Photographs by Terry


When someone mentions a percussion instrument what is the first image that pops into your mind?  For me, it is the biggest, shiniest drum kit surrounded by ten cymbals.  Percussion instruments are defined as a musical instrument in which the sound is produced by one object striking another.  If this is true, then your clapping hands, a piano and virtually any two things striking each other could be considered a percussion instrument.  Stomp and The Blue Man Group are two perfect examples of utilizing various objects striking each other to make music.

A brief history lesson: drums have been used for thousands of years for communication, rituals, religious ceremonies, and various other aspects of social life.  Though out the ages, the beat of drums have motivated soldiers on and off the battle field. 
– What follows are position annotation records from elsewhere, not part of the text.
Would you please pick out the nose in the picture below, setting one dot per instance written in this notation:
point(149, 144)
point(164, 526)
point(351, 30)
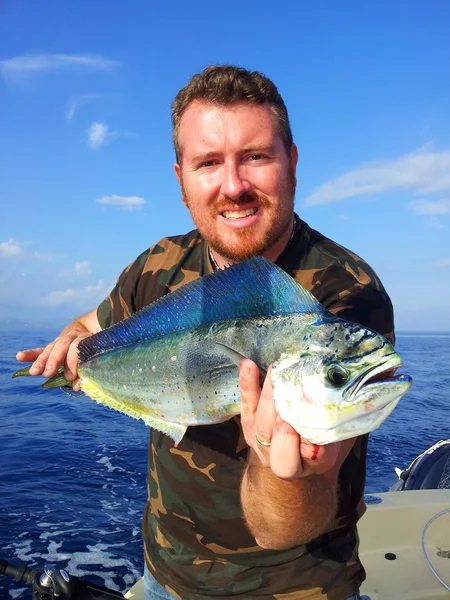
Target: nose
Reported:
point(234, 185)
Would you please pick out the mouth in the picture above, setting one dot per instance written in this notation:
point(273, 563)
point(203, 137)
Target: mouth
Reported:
point(379, 375)
point(233, 215)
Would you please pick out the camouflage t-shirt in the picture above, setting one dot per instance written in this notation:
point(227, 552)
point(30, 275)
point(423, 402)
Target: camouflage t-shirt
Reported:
point(196, 543)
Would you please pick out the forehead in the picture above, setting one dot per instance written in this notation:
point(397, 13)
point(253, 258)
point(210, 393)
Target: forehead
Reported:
point(207, 126)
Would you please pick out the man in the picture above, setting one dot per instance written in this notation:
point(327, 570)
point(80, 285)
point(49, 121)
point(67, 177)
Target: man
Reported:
point(245, 508)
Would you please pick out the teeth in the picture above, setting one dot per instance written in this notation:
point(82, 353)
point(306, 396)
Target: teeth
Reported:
point(238, 214)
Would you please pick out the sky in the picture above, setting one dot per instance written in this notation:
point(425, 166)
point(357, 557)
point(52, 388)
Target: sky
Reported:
point(86, 161)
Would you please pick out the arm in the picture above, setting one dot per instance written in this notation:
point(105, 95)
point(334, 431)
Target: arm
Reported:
point(64, 349)
point(289, 489)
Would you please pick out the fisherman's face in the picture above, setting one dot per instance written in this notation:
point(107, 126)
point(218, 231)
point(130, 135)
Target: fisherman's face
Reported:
point(237, 178)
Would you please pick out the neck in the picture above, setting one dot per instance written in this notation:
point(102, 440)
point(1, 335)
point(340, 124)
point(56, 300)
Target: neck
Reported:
point(272, 253)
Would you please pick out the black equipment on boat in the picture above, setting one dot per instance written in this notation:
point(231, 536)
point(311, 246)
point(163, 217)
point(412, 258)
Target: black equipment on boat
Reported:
point(52, 585)
point(428, 471)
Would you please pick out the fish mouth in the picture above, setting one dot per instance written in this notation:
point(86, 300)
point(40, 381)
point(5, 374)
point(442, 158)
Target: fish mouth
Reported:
point(379, 375)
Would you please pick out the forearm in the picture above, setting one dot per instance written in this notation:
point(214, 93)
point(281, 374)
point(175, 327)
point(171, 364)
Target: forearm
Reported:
point(87, 323)
point(282, 514)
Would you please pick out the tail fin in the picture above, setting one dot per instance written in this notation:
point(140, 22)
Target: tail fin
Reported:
point(57, 381)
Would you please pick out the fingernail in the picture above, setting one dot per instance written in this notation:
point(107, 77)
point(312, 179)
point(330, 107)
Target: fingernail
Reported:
point(315, 451)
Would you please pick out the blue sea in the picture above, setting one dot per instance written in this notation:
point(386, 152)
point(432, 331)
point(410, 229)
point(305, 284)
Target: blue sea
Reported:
point(73, 473)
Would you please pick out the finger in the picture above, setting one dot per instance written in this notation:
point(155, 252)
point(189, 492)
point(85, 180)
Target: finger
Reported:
point(285, 458)
point(40, 362)
point(250, 389)
point(265, 413)
point(57, 355)
point(72, 358)
point(319, 459)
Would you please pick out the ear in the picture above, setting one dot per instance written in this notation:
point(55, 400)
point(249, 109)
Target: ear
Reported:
point(294, 157)
point(177, 169)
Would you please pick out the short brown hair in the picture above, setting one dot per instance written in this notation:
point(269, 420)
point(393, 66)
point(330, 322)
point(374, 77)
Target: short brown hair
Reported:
point(225, 84)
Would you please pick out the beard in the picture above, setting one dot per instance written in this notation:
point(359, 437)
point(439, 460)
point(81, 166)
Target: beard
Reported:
point(241, 244)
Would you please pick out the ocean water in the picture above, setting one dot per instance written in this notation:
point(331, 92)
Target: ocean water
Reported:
point(73, 473)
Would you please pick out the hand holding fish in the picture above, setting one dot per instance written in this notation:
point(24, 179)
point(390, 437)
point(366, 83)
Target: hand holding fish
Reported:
point(62, 351)
point(274, 441)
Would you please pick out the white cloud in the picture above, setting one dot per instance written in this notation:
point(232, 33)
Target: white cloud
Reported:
point(10, 248)
point(19, 68)
point(90, 295)
point(81, 268)
point(58, 298)
point(423, 172)
point(74, 104)
point(445, 262)
point(97, 134)
point(125, 202)
point(427, 207)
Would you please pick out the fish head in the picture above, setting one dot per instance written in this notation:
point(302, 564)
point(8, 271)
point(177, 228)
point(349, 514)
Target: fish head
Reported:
point(341, 383)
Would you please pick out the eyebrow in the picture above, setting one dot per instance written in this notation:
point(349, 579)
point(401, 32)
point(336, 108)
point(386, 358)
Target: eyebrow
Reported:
point(253, 148)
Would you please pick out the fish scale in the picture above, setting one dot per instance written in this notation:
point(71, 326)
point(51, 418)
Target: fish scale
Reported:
point(174, 363)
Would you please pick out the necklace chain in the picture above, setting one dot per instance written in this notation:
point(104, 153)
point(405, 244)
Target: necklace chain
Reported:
point(214, 262)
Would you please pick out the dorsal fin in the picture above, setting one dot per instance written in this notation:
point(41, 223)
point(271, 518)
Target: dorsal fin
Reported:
point(254, 288)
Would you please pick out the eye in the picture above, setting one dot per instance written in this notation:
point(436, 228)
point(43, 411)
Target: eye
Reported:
point(337, 375)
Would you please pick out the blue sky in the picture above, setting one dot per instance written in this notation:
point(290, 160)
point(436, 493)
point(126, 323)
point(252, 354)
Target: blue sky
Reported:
point(86, 169)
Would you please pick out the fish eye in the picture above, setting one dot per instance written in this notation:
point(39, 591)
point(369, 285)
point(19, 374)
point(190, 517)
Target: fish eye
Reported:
point(337, 375)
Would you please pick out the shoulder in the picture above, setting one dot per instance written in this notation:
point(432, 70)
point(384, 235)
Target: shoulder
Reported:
point(170, 263)
point(166, 253)
point(342, 281)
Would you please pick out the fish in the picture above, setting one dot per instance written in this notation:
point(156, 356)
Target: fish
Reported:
point(174, 364)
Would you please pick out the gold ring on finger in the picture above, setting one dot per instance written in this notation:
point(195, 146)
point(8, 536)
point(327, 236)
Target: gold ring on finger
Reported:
point(265, 444)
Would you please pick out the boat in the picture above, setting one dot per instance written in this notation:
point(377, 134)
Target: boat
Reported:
point(404, 541)
point(404, 534)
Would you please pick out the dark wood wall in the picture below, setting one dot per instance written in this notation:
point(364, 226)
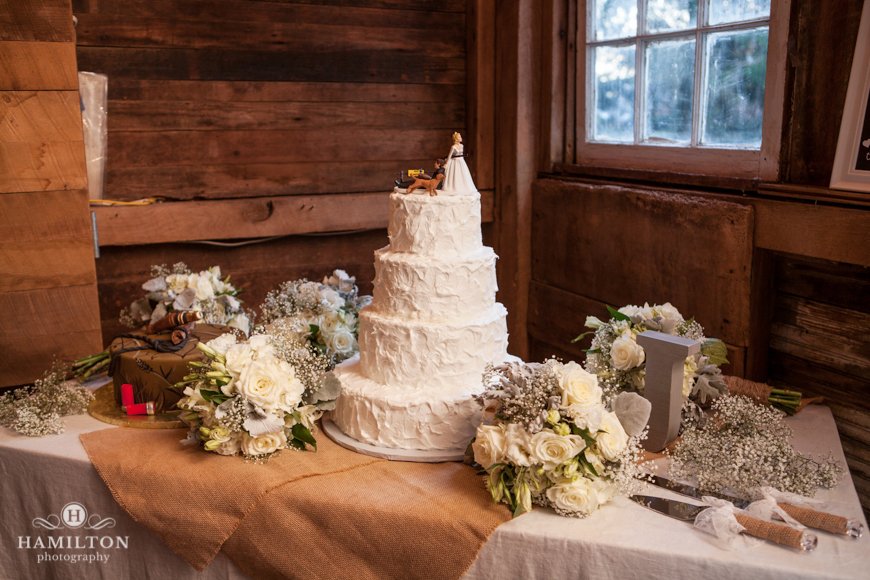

I was born at the beginning of the golden age of rock and roll of the 1950’s.  Bill Haley and the Comets, Elvis Presley, and Bobby Darin were just starting their careers.  Then came the 1960’s which brought us bands like The Beatles, Jimi Hendrix, Bob Dylan, The Beach Boys, and Cream.  The 1970’s and the 1980’s rock and roll music, the drums seemed to take on a new role in music.  Instead of just keeping a beat, an extended drum solo became popular. 


My love for music was developed at a very early age and influenced by my older brother who played the drums for a high school rock band.  He introduced me to the Surfaris song, Wipe Out.  A few years later, I began to play the drums and tried to emulate drummers like Buddy Rich (Jazz), Gene Krupa (Jazz Big Band), Ringo Starr (Rock), Iron Butterfly’s drummer, Ron Bushy’s and his two and a half minute drum solo during In-A-Gadda-Da-Vida.  

During my teenage years, I gave up playing the drums for fast cars, an interest for art and my mother’s sanity.  Initially, my art interest was drawing famous people as cartoon characters.  A few years later my art interest shifted after receiving a camera as a gift.  Soon after becoming a police officer, my department learned of my photography abilities.  For almost 35 years, I photographed countless crime scenes, vehicle collisions, post-mortem examinations and various forms of evidence.  After retiring, I decided to pursue my art aspirations and with some encouragement I returned to college.         

Today, more than ever, I still love music and I am still fascinated at the sounds of a percussion instrument.  When I hear the sounds of a drum, I will stop what I am doing and listen to a marching band drum line or someone on a street corner pounding on plastic five gallon buckets.  I feel drums are the backbone of all music and play an important role not just to music but also various cultures everyday life.  With this body of work I provided a somewhat abstract view of a group of instruments that I obviously still have a passion for.

The images of this body of work are Archival Pigment Prints on Canson Infinity Baryta paper printed on  an Epson 4900 with UltraChrome HDR inks.